Cabu, c’était la crème des grands dessinateurs. Il a toujours fait du dessin au trait mais il aurait très bien pu faire un virage vers l’illustration à base de couleurs, tout en restant dans la caricature politique par ailleurs. Il aurait pu illustrer des tas d’auteurs, d’humour ou pas. Il aurait pu illustrer magnifiquement Marcel Aymé par exemple. Mais il a choisi la voie de la caricature politique et c’est tant mieux – enfin tant pis maintenant malheureusement.
« De Cabu, j’aurais aimé apprendre son chic »
Après Pilote, on s’est rencontrés quelques fois. Notamment une, marquante : j’étais déjà à Fluide, Jérome Savary montait Superdupont au Théâtre de Béziers. Je passais un moment formidable aux répétitions à regarder les comédiens et j’ai demandé à mon collègue Jacques Diament, qui avait cofondé Fluide avec moi, de contacter Cabu pour lui payer le voyage pour qu’il vienne faire un reportage sur les répétitions.
C’est une des principales occasions que j’ai eues de le rencontrer d’assez près. De Cabu, j’aurais aimé apprendre son chic, son dessin rapide à la plume, à l’encre en noir et blanc… Intellectuellement, tout le journal Charlie, pas uniquement Cabu, m’a apporté des choses. Au moment où L’Hebdo Hara-Kiri, qui n’était donc pas encore Charlie, était interdit, pas mal de gars de Charlie ont rappliqué à Pilote, Gébé, Reiser… Cabu y était déjà.

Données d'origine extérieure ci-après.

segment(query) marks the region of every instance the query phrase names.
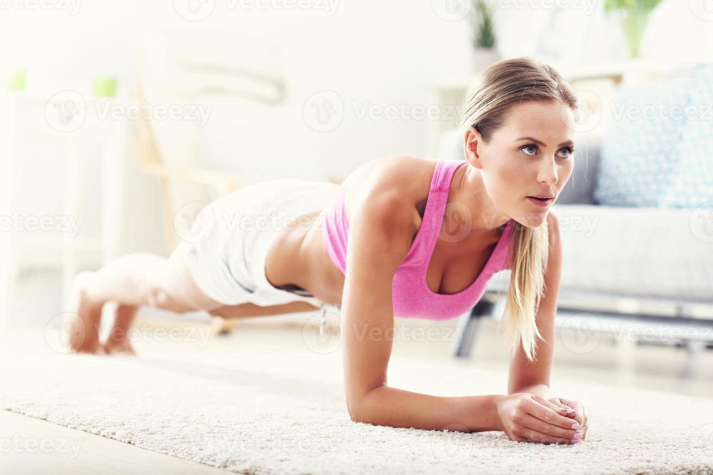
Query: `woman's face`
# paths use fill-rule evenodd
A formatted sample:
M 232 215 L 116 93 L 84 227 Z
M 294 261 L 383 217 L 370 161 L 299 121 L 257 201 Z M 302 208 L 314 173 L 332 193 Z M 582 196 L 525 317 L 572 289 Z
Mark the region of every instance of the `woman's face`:
M 481 169 L 486 190 L 501 212 L 528 227 L 545 221 L 572 174 L 574 125 L 572 110 L 553 100 L 512 106 L 488 143 L 471 127 L 466 160 Z M 528 197 L 552 199 L 542 202 Z

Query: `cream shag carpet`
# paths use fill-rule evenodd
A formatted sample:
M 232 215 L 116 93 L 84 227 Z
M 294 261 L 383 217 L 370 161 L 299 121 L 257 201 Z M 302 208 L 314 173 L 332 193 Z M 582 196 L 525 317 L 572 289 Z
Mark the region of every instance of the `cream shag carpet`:
M 711 399 L 555 379 L 555 395 L 585 404 L 587 439 L 518 443 L 502 432 L 352 422 L 340 357 L 4 357 L 0 408 L 240 473 L 713 473 Z M 441 396 L 502 394 L 507 375 L 393 356 L 389 382 Z

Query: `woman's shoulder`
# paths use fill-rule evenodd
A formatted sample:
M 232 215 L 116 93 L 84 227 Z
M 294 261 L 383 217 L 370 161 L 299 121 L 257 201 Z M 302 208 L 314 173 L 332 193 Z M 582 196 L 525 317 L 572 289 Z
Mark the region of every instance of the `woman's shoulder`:
M 347 209 L 357 203 L 391 199 L 418 206 L 428 198 L 436 160 L 414 155 L 385 155 L 357 167 L 344 180 Z

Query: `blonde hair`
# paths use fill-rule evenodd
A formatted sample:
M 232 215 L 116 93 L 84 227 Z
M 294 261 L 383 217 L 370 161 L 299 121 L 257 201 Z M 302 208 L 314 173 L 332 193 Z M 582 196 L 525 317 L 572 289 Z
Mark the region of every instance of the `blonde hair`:
M 464 137 L 473 127 L 488 142 L 505 122 L 512 105 L 532 100 L 560 100 L 578 111 L 572 87 L 551 66 L 527 57 L 496 63 L 481 72 L 468 88 L 461 108 L 459 136 Z M 514 220 L 513 224 L 507 258 L 511 271 L 510 288 L 503 311 L 508 322 L 507 341 L 511 355 L 521 343 L 532 362 L 536 338 L 543 338 L 535 315 L 545 290 L 549 254 L 547 220 L 536 228 Z M 498 330 L 505 321 L 501 320 Z

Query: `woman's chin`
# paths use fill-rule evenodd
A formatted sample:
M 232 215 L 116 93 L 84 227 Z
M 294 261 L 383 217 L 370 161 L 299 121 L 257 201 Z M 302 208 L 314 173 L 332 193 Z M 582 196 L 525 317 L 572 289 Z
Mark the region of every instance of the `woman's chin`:
M 548 208 L 541 212 L 528 212 L 527 214 L 521 214 L 516 217 L 515 220 L 528 228 L 537 228 L 542 225 L 547 219 L 547 215 L 550 209 Z

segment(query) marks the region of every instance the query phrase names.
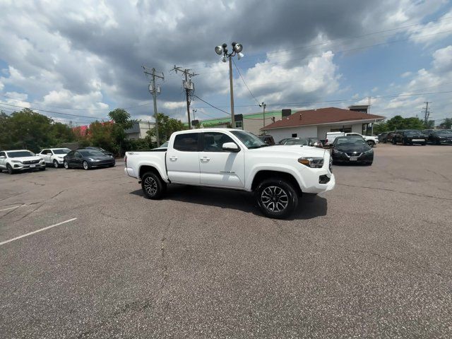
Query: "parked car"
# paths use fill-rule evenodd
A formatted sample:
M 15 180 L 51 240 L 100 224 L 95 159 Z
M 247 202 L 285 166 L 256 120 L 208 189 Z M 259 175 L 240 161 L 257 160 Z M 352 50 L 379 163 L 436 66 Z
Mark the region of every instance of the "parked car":
M 333 163 L 353 162 L 372 165 L 374 150 L 362 138 L 339 136 L 331 145 Z
M 386 136 L 389 132 L 383 132 L 378 135 L 379 143 L 386 143 Z
M 37 155 L 44 159 L 46 165 L 52 165 L 54 167 L 58 168 L 63 165 L 63 158 L 71 150 L 69 148 L 46 148 Z
M 257 137 L 269 146 L 273 146 L 273 145 L 275 145 L 275 140 L 271 136 L 264 134 L 263 136 L 258 136 Z
M 92 148 L 79 148 L 71 150 L 64 156 L 64 168 L 83 168 L 89 170 L 93 167 L 112 167 L 115 160 L 112 155 Z
M 435 145 L 452 143 L 452 131 L 450 129 L 425 129 L 422 131 L 427 142 Z
M 312 147 L 319 147 L 319 148 L 323 148 L 323 144 L 318 138 L 305 138 L 308 140 L 309 145 Z
M 0 172 L 4 170 L 10 174 L 29 170 L 44 171 L 45 162 L 28 150 L 4 150 L 0 152 Z
M 396 145 L 398 143 L 402 143 L 402 145 L 420 143 L 424 146 L 427 144 L 427 136 L 421 131 L 417 129 L 403 129 L 394 132 L 392 142 L 393 145 Z
M 309 146 L 309 141 L 305 138 L 291 138 L 285 141 L 283 145 L 301 145 L 303 146 Z
M 393 143 L 395 134 L 396 134 L 396 131 L 388 132 L 388 134 L 386 134 L 386 137 L 384 141 L 384 143 Z
M 268 146 L 254 134 L 229 129 L 174 132 L 165 152 L 128 152 L 126 174 L 141 183 L 150 199 L 168 184 L 254 191 L 263 213 L 287 217 L 302 194 L 335 184 L 330 155 L 311 147 Z
M 334 139 L 338 136 L 360 136 L 366 141 L 367 145 L 374 147 L 379 143 L 379 138 L 376 136 L 363 136 L 359 133 L 344 133 L 344 132 L 326 132 L 326 145 L 331 145 L 334 143 Z
M 82 147 L 78 148 L 79 150 L 99 150 L 100 152 L 102 152 L 104 154 L 106 154 L 107 155 L 111 155 L 113 156 L 113 153 L 112 152 L 109 152 L 108 150 L 105 150 L 103 148 L 100 148 L 100 147 L 95 147 L 95 146 L 86 146 L 86 147 Z
M 285 138 L 283 139 L 280 140 L 277 145 L 284 145 L 287 140 L 294 139 L 295 138 Z

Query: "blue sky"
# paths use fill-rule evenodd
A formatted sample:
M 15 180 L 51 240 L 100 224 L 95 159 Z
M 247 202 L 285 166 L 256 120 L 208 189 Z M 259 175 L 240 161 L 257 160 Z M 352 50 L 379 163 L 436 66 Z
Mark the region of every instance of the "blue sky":
M 234 69 L 236 114 L 258 112 L 256 101 L 296 110 L 371 96 L 372 113 L 388 117 L 420 114 L 424 101 L 438 123 L 452 115 L 452 93 L 422 94 L 452 90 L 449 1 L 0 1 L 0 11 L 6 113 L 27 107 L 80 124 L 121 107 L 152 120 L 143 64 L 165 74 L 160 112 L 186 119 L 174 64 L 200 74 L 195 94 L 230 112 L 227 64 L 213 47 L 237 40 L 245 56 L 234 60 L 244 79 Z M 344 102 L 322 102 L 333 100 Z M 225 115 L 196 97 L 192 108 Z

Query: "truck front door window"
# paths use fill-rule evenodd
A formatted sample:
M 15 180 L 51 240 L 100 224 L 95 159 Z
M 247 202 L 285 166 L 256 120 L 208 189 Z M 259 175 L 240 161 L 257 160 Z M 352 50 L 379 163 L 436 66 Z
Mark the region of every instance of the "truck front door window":
M 174 138 L 173 148 L 184 152 L 198 152 L 198 133 L 184 133 Z

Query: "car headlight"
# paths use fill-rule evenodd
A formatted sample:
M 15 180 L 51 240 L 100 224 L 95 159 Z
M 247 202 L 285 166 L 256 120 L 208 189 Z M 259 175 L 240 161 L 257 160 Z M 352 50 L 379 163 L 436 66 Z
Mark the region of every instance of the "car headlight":
M 323 167 L 323 157 L 300 157 L 298 159 L 298 162 L 311 168 L 321 168 Z

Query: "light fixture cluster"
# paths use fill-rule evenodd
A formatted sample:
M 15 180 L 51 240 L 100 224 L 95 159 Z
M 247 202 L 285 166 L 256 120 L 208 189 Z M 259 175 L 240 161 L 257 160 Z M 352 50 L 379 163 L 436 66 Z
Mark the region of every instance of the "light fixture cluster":
M 244 54 L 242 53 L 242 50 L 243 49 L 243 46 L 242 44 L 237 44 L 237 42 L 232 42 L 231 44 L 232 45 L 232 52 L 231 53 L 227 53 L 227 44 L 223 44 L 221 46 L 217 46 L 215 47 L 215 52 L 218 55 L 221 55 L 221 61 L 223 62 L 227 61 L 227 58 L 234 56 L 237 54 L 237 59 L 240 60 L 244 57 Z

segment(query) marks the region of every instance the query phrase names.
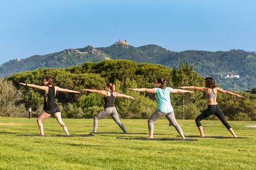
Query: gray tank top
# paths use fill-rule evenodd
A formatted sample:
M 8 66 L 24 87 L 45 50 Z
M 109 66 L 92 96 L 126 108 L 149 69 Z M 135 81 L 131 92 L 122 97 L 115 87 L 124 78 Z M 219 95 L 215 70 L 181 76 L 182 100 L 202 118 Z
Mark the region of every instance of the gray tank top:
M 217 94 L 214 94 L 214 91 L 213 91 L 213 88 L 210 88 L 211 93 L 209 95 L 206 95 L 205 97 L 207 99 L 210 99 L 210 98 L 215 98 L 217 97 Z

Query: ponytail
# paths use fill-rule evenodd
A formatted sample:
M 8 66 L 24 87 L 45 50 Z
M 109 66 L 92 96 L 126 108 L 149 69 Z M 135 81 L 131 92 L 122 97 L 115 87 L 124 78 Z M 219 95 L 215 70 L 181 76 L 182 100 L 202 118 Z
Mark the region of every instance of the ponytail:
M 109 87 L 112 91 L 114 92 L 115 91 L 115 85 L 112 83 L 106 83 L 105 86 L 106 87 Z
M 163 78 L 158 78 L 156 81 L 160 84 L 159 88 L 164 89 L 167 85 L 167 81 Z

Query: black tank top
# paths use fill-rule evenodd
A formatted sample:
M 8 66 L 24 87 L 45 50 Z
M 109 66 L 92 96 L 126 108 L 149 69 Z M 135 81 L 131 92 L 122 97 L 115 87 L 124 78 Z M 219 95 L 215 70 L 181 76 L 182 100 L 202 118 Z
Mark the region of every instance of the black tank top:
M 108 91 L 107 94 L 108 94 Z M 105 105 L 104 108 L 114 107 L 115 107 L 115 96 L 113 95 L 113 92 L 109 91 L 110 92 L 110 96 L 108 96 L 104 97 Z
M 54 86 L 48 87 L 48 94 L 44 94 L 44 110 L 50 110 L 57 107 L 55 103 L 55 88 Z

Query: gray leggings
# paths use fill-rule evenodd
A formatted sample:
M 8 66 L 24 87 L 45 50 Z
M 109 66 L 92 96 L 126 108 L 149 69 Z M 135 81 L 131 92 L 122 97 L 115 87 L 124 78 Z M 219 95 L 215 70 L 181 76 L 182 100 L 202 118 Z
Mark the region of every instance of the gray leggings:
M 94 117 L 93 118 L 93 132 L 97 131 L 97 128 L 98 127 L 98 120 L 102 118 L 105 118 L 109 115 L 111 115 L 113 119 L 115 121 L 115 123 L 118 125 L 119 127 L 122 129 L 124 133 L 127 133 L 125 126 L 119 119 L 118 114 L 117 113 L 117 109 L 115 108 L 115 107 L 105 108 L 104 110 L 101 111 L 97 114 L 97 116 L 94 116 Z
M 165 115 L 169 122 L 175 128 L 177 133 L 180 133 L 182 131 L 181 128 L 179 125 L 178 123 L 176 121 L 175 116 L 174 116 L 174 112 L 169 113 L 164 113 L 160 112 L 158 109 L 156 109 L 154 112 L 153 114 L 148 118 L 148 131 L 154 131 L 154 122 L 159 120 L 163 116 Z

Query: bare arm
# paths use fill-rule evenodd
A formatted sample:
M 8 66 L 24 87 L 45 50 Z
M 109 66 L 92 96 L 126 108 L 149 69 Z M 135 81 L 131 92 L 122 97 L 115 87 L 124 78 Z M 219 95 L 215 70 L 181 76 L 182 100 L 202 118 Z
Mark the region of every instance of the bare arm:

Avant ce massacre, je n’avais que des bons souvenirs de la bande, mais maintenant, c’est d’une tristesse épouvantable. Il ne faut pas que j’oublie Wolinski bien sûr et Charb, qui travaillait de loin en loin à Fluide. Tignous travaillait aussi à Fluide de temps en temps. Mais c’est aussi important de parler de ce massacre sans mettre en avant des noms de vedette. C’est difficile à expliquer. C’est très dur de parler de ça.